I originally prepared this tutorial for students at our Faculty of Electrical Engineering in the scope of Machine Learning course. I had a presentation about AI in Smart Grids and I also prepared a machine learning use case, which was about clustering smart meter data. Besides that, I get a lot of messages on LinkedIn how to perform smart meter clustering, therefore I decided to explain it in this blog.

Dataset together with a Jupyter notebook is available here.

Let’s dive in…

There is a massive smart meter roll-out all over the world. Energy companies are replacing old induction energy meters with the new so-called smart meters. What is a smart meter? A smart meter is a device that measures household energy consumption (usually in 15 min intervals) and helps to gain better insights into consumer behavior and grid operating states.

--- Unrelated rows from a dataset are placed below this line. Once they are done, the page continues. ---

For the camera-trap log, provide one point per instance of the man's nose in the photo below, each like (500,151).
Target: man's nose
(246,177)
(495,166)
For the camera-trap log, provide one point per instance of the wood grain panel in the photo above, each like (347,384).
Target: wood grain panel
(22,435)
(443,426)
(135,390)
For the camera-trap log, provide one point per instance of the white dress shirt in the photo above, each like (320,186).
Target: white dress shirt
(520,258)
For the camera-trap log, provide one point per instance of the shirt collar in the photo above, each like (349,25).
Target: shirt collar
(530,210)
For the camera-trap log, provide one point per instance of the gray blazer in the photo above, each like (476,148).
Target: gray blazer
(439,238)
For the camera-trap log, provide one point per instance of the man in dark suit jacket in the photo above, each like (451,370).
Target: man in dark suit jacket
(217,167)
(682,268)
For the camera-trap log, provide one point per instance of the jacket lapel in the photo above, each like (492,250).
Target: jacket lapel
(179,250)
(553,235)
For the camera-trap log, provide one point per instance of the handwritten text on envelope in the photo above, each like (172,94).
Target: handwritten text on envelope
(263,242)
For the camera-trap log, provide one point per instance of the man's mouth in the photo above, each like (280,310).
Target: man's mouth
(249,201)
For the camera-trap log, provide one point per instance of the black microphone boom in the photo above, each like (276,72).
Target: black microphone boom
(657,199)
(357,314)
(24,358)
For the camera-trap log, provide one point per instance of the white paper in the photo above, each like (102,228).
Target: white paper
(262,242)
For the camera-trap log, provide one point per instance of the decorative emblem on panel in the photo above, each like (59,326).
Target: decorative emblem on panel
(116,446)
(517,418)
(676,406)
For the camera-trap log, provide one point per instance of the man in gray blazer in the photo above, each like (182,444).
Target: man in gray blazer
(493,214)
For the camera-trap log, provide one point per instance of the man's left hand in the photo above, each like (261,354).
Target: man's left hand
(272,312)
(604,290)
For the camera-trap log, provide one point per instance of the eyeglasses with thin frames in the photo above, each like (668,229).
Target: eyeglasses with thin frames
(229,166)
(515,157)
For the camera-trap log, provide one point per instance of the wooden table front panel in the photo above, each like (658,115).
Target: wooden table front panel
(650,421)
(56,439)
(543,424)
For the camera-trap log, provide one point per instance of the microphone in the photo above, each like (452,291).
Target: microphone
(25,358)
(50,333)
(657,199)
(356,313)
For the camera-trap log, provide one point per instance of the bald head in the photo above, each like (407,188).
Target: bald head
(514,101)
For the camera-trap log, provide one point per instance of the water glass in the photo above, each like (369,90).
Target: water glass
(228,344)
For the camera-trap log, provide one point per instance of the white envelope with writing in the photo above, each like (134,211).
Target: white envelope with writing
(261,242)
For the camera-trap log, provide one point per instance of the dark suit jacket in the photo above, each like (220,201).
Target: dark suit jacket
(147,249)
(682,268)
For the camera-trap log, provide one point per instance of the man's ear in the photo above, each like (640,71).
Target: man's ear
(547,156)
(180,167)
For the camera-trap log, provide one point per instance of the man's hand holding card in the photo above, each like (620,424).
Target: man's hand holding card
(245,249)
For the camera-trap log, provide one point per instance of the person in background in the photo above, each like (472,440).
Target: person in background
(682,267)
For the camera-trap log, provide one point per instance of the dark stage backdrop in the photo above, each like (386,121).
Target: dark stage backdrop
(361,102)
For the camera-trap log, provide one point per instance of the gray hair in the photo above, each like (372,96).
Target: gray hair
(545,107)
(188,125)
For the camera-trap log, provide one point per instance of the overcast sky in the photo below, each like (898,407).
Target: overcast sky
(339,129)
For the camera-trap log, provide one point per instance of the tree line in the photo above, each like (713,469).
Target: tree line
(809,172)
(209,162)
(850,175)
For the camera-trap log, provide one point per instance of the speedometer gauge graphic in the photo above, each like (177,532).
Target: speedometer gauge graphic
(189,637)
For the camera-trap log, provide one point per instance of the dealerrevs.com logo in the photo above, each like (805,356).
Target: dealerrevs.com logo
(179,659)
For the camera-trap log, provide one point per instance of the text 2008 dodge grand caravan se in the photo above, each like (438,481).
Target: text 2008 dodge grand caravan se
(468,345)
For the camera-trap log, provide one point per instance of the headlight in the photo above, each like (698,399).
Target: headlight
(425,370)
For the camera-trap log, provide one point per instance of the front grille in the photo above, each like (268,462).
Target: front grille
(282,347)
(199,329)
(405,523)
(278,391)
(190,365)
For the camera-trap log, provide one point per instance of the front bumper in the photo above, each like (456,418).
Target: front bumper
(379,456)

One of the most exciting questions in the energy industry right now is, what can energy companies know about your behavior at home by analyzing smart metering data. This information can help them with grid planning, targeting the consumers in demand response and energy efficiency programs, providing better energy forecasts, etc.

In this tutorial, you will analyze consumer behavior using clustering.

## What is clustering?

Clustering is an unsupervised machine learning technique that enables grouping (clustering) similar observations together. In the example below, you can identify three smooth daily profiles out of a large group of unstructured daily profiles. The result corresponds to typical daily human behaviors.

## Understanding household behavior

First, let’s try to understand the data we are dealing with. In further analysis, we will use smart metering data with an hourly resolution for 100 consumers and only for wintertime.

### How does household behavior look on a daily basis?

At first, it seems that individual consumers behave randomly on a daily basis. By analyzing multiple consumers at the level of the transformer station or at some other higher level in the network the shape of typical daily load profiles can be identified. The figure below shows the daily load profile for one household, followed by daily load profiles for 10 and 200 households. We can see that by adding the load profiles the shapes become smoother.

Since we want to examine the habits of individual consumer groups, we need to combine only their load profiles. For example, we may want to combine the daily load profiles of only one certain type of household.

### Are you able to distinguish your grandma’s behavior from yours using machine learning?

Below is an example of a suburban area in Slovenia. Every symbol represents one household. Using clustering techniques you can distinguish families, elderly people, students, etc. (symbols on the image does not represent actual consumer behavior from that particular area and are there only for illustration purpose). The idea of the image below is to show how utilities can leverage smart meter data for spatial examination of consumer behavior.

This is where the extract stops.